La musique et la mathématique ont certaines affinités. L’une et l’autre au regard du langage ont conduit l’homme à des résultats étonnants. La mathématique dans ses applications à la physique et à l’astronomie a abouti à traiter des réalités « micro-physiques et macro-physiques » déroutantes pour la logique ordinaire.[1] D’autre part, la musique a créé un royaume de réalités sonores qui dépasse immensément les bruits naturels. Elle s’est élevée pour certains à une véritable religion. « La musique, dit Camille Mauclair, n’est autre chose que la dernière forme de la métaphysique qui ne veut pas mourir dans le monde et qui n’étant plus crue sur parole, s’est fait sonorité pour recommencer la conquête des âmes. »[2]

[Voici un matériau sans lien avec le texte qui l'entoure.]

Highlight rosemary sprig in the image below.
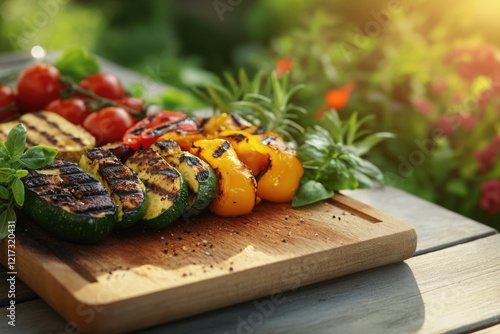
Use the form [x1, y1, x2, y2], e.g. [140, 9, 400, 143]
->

242.54 Instruments de musique.

a) L’instrument de musique est à la pensée musicale ce que le livre est à la pensée logique. Il sert à reproduire cette pennée avec ou sans l’intermédiaire de l’homme et de la partition musicale.

b) L’étude des instruments de musique nous montre les efforts faits pour rendre toutes les notes, tous les sons, tous les timbres, une reproduction qui est une création de sons.

La plupart des peuples ont leur instrument de musique national : guzla, cithare, tambourin, guitare, balalaïka.

c) La musique mécanique s’aide de plaques, cylindres, bandes et rouleaux faits de toute matière : métal, papier, carton, etc. « On a appelé la musique mécanique de la musique en conserve, » À cette musique se rattachent les papiers perforés, en rouleaux pour pianos mécani-

  1. Yoland Mayor. — Les constituants ultimes de la matière et de l’énergie. — Revue Scientifique, 10-6-1933.

    Laker, K. — Das Musikalische Schen Graz. 1913

    Hovker, R. Die Graphische Darstellunn als Mittel zum Musikalischen Hören, 1899.

  2. Mauclair, Camille. — La religion de la musique, 3e édition. Paris 1921.